The following has been prompted by Dan Sitaru's posting of a problem and its solution at the CutTheKnotMath facebook page.

For a given real-valued function $f$ we consider iterations $x_{n+1}=f(x_{n}),$ $n=0,1,\ldots$ and an admissible $x_{0}.$ The basic fact we wish to establish is this:

Let $f$ be strictly monotone. Then one of the two:

1. If $x_{0}$ is a fixed point of $f,$ i.e., $f(x_{0})=x_{0},$ the iterations stop right away.

2. The iterations form an infinite sequence which either converges to one of the attractive fixed points or, otherwise, diverges.

The iterations never form a finite loop.

### Proof

Without loss of generality , we may assume that $f$ is monotone increasing, i.e., $x\lt y$ implies $f(x)\lt f(y).$

Only the second part needs to be clarified. So assume $x_{0}$ is not a fixed point of $f$ and let $x_{1}=f(x_{0}).$ Either $x_{1}\lt x_{0}$ or $x_{1}\gt x_{0}.$ In the former case, $x_{2}=f(x_{1})\lt f(x_{0})=x_{1}$ and it can easily be seen that the successive iterations form a strictly decreasing sequence.
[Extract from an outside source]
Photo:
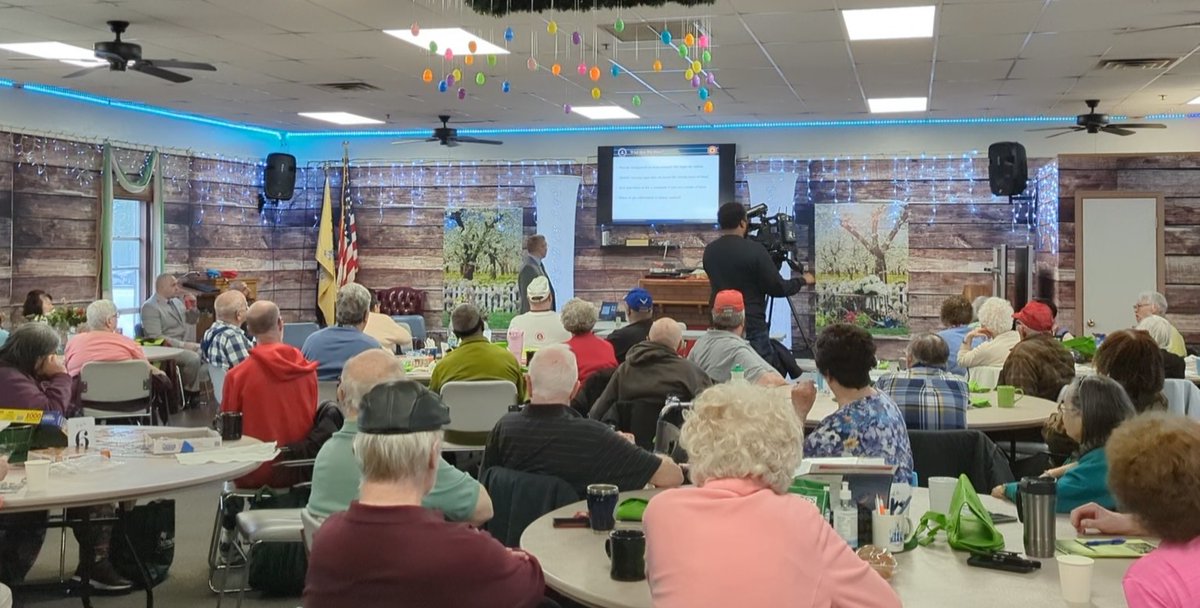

Similarly, if $x_{1}\gt x_{0}$ the iterations strictly increase.

In Dan's example, $f(x)=x+x^{3}+\sqrt[3]{x}+\arctan x$ which, as a sum of strictly increasing functions is strictly increasing. Moreover, it has a single fixed point: $f(0)=0,$ since this is the only point where its graph crosses the diagonal $y=x.$ It follows that the iterations on this function cannot form a finite cycle. In particular, the system $y=f(x),$ $z=f(y),$ $w=f(z),$ $x=f(w)$ may only have a single solution, viz., $x=y=z=w=0.$ The same holds for any number of similarly formed equations.